The protocol for production centers on a two-part injection mold system. Each mold consists of two halves that are secured together during casting and then separated to allow the collar to be removed in one piece. The mold halves were constructed using a fusion deposition modeling (FDM) machine to generate the negative space required to cast the collar and guidance slits for strap positioning.

The fabrication process was designed to be simple and efficient. The user positions the strap within the mold and secures with the clamp. Then foam is mixed and poured into the mold. After 30 minutes, the collar is cured to touch and can be removed from the mold. More detailed fabrication instructions can be referenced in the User Guide.

This protocol has proven to be relatively simple, efficient, and inexpensive. Standardizing this procedure has eliminated the need for excessive training and thus has made fabrication accessible to any clinician.

  1. Measurement Application
Clinicians using the measurement app

Figure 4: Clinicians using the measurement app

To provide the clinical team with a standardized method to collect patient data over the course of rehabilitation, a tablet application was developed to track neck curvature and joint range of motion (JROM). This is particularly useful for tracking neck burn rehabilitation as the patient regains the typical contour and flexibility of the neck.

The user may select to measure range of motion or cervical curvature in the sagittal plane. The application uses the tablet’s camera to capture an image of the patient from a specified angle, and this image is temporarily loaded to the application. The clinician then inputs points on the screen to mark key points and the application calculates a result. This information can be transferred to the patient’s medical record with each measurement and used to observe trends over time.

The first of the two measurements developed for this project is specifically related to neck burn rehabilitation. Curvature allows the clinician to take a picture of the patient with the camera oriented parallel to the sagittal plane and then drop multiple points along patient’s neck (Figure 6). The application then calculates a dimensionless curvature constant number based on those inputs. Tracking the contour of the patient’s neck over time is valuable in assessing the compression treatment of the collar. Theoretically over time the scar bands will reduce and the curvature constant will increase as the curve becomes more pronounced.

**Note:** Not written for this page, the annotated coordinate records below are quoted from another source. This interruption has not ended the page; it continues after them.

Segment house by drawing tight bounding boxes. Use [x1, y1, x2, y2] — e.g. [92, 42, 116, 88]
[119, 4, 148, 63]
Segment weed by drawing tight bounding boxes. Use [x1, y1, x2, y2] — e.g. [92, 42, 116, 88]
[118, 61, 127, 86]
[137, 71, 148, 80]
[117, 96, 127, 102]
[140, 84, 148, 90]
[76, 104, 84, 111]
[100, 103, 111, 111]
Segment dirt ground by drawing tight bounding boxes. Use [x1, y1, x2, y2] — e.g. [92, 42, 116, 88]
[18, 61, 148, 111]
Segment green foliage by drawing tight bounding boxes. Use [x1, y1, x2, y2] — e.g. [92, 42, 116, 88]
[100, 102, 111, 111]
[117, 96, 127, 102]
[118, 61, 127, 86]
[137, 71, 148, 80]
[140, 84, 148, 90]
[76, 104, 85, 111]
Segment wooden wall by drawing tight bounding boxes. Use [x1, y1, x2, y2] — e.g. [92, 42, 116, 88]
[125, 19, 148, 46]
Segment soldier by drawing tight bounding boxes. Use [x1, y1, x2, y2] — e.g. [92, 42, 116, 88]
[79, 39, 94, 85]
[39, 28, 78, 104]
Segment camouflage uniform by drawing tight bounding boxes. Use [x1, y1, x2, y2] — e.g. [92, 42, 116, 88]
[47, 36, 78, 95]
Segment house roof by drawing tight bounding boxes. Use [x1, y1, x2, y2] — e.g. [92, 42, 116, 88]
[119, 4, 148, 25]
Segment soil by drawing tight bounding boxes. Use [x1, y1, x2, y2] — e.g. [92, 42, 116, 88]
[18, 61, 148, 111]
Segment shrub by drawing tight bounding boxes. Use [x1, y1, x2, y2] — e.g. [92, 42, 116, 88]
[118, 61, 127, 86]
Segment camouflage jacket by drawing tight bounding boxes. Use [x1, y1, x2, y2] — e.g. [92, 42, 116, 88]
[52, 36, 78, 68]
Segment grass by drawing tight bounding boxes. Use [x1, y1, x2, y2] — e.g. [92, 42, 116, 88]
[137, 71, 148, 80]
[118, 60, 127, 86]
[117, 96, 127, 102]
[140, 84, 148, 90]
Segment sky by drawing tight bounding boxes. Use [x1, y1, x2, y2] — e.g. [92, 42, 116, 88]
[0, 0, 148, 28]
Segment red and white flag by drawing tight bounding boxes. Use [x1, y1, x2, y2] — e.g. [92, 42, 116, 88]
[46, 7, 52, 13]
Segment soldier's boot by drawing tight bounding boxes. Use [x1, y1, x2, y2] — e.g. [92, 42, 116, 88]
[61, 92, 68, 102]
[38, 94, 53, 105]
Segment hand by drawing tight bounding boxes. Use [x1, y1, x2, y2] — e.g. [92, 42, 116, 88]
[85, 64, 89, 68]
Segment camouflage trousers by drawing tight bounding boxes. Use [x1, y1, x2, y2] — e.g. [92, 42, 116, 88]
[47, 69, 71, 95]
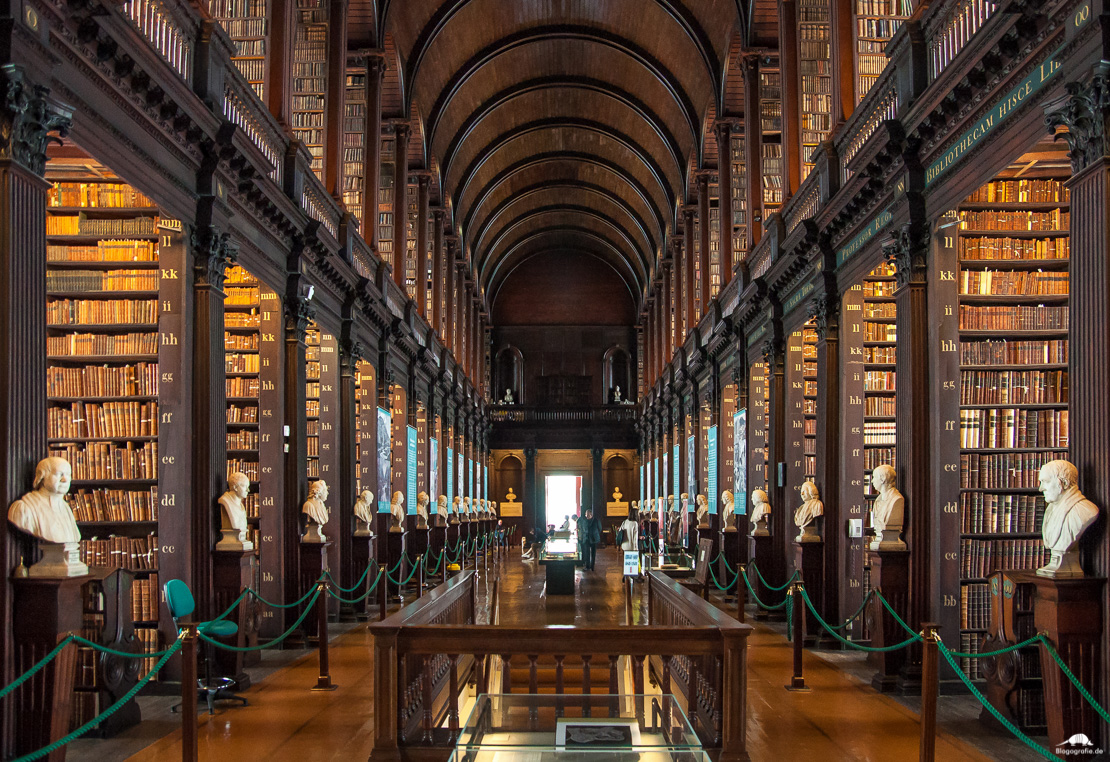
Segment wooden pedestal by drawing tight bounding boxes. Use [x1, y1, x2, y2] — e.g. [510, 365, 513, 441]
[212, 550, 259, 691]
[748, 534, 786, 620]
[866, 550, 909, 693]
[297, 540, 332, 643]
[1029, 573, 1108, 751]
[8, 574, 92, 762]
[794, 542, 825, 646]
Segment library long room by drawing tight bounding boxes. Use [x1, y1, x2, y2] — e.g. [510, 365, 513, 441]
[0, 0, 1110, 762]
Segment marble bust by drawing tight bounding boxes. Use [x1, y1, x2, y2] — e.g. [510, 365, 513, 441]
[354, 490, 374, 538]
[8, 458, 89, 576]
[390, 490, 405, 532]
[749, 490, 770, 538]
[215, 471, 254, 550]
[695, 494, 709, 529]
[871, 463, 906, 550]
[301, 479, 327, 542]
[720, 490, 736, 532]
[794, 481, 825, 542]
[1037, 460, 1099, 578]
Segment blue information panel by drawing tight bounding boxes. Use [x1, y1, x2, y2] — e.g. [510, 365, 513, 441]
[705, 425, 717, 513]
[405, 425, 416, 515]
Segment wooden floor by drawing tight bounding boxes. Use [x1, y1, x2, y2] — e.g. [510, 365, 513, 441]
[82, 550, 1035, 762]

The second measurement developed can be applied to any joint, but is particularly relevant to neck burn rehabilitation. Joint Range of Motion (JROM) uses a similar input strategy to Neck Curvature but captures angle data from three dropped points (Figure 7). This measurement requires the image captured from a 90-degree angle to the joint and its applicable degree of freedom. For neck burn patients in particular, JROM assesses neck flexibility and head range of motion in multiple axes, two key markers of treatment progress.

In the context of burn care, patient contact is limited to prevent infection, so contact-free measurement is desirable. To the best of our knowledge, there are no existing contact-free solutions for capturing these key metrics, suggesting that our design is novel in nature. This tool has the potential to not only validate a spectrum of treatments, but also set a precedent for burn centers nationwide.